Multi-Use Tava House Project To Land In Laps of City Council


Bob Volpe

The Woodland Park Downtown Development Authority (DDA) and the Tava House investment group hoped to have a sales contract signed and delivered by the end of January 2022, for the purchase of developing Woodland Station.

But unfortunately, yet another obstacle has reared its head, and may slow down the project. That is par for the course, as this property, which once served as the beacon of the town’s cowboy culture, housing the old Bergstrom Arnena and serving as the home of the Saddle Club, has encountered one delay after another,. It has mostly sat vacant for the last 20 years, even though DDA founders hoped this would become the prime commercial anchor of downtown Woodland Park.

That vision hasn’t quite materialized.

The most recent proposal, calling for a tap house restaurant, event center, culinary school, retail, housing and more, has advanced more than previous pursuits. However, a few legal hurdles remain before project proponents can reach the end zone.

Last week, DDA Attorney, Marcus McAskins met with the Tava group attorney to discuss finalization of the contract language. During that meeting McAskins suggested language be added to the contract that protects the DDA, the city, and taxpayers in the event that Tava group default on the contract.

Financial penalties were suggested by the Tava group, but McAskins suggested the sales contract would not be signed over until the entitlement process for all four phases was complete. This would involve approval by the planning commission and city council.

DDA Chairman Tony Perry said, “That wasn’t in keeping with our discussions over the last four, five and six months.” Perry asked the board if what McAskins is proposing is reasonable.

DDA Board Member, Jerry Good said he believes it is reasonable. He said, “I believe there should be markers met before it is laid out.”

Perry stated the ultimate goal, outlined by the DDA attorney, was to assure the ultimate protection for the DDA.  But he questioned if the latest requirements were taking this matter to far in the bureaucratical channels.

Further discussion centered around the idea that a default would leave the DDA with the initial $800,000 the group will pay for the land, plus taking back the land, which they agreed would be a win/win for the city.

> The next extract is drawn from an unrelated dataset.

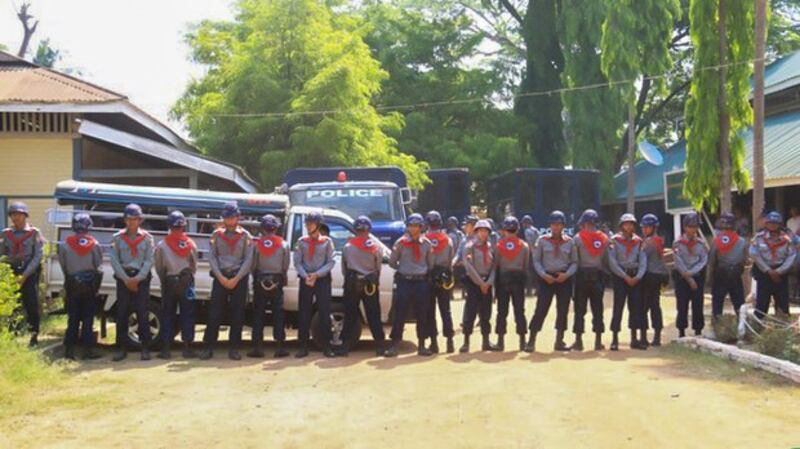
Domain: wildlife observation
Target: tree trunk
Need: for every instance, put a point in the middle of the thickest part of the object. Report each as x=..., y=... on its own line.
x=758, y=110
x=724, y=116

Perry, however, expressed some frustration with the current dilemma facing the Woodland Station developers.

He said, “I get frustrated with all these machinations we have to go through with government, but we have to, we are government. We need to get this done. We’ve talked about this contract since August and here it is January 2023, and it’s not their fault.”

Perry suggested they get a contract done and kick the can down the road, and have the city council make the final decision. The board agreed.